Friday, July 4, 2025

Freedom and the American Revolution

The most curious fact about the American Revolution is that it happened at all. Historian Gordon Wood says that in the traditional sense, "Americans were not an oppressed people; they had no crushing imperial shackles to throw off. In fact, the Americans knew they were probably freer and less burdened with cumbersome feudal and monarchical restraints than any part of mankind in the eighteenth century." Even to many of its international observers, the revolution seemed a rebellion with little cause.

Perhaps, though, the cause of revolution ought not present itself as such a mystery, for it would appear that what brought about the American Revolution had to do with the conditions of the New World. The New World had given Americans the experience of what it was like to have to forge ahead in free circumstances. The Americans therefore "revolted not to create but to maintain their freedom," Wood says. "While the speculative philosophers of Europe were laboriously searching their minds in an effort to decide the first principles of liberty, the Americans had come to experience vividly that liberty in their everyday lives."

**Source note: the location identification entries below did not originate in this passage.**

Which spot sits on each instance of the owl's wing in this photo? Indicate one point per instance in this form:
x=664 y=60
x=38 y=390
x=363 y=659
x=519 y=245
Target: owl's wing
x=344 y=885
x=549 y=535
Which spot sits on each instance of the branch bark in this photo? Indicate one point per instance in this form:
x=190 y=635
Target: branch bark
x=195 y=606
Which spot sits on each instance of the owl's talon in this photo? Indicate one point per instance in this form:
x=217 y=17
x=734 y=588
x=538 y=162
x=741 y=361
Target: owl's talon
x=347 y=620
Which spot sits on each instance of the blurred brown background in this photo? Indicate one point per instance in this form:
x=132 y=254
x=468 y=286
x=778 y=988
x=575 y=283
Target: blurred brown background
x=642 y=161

Along with freedom's thrill, Americans had to experience its burdens. The European immigrants did not know the lay of the land. They therefore had to reckon with it. They did not know how to make peace with the native population. Unfortunately, they never did, and in the minds of some Americans of non-indigenous ancestry, the indigenous population remains a set of second-class citizens. Federal and state laws have not done much to disabuse people of this idea, and early American history has been in large part a record of dire consequences for the indigenous peoples.

Looked at carefully, one sees this pattern appear and reappear again. American experience is American history, and it has always been an experiment in reckoning with freedom in new places. For better and worse.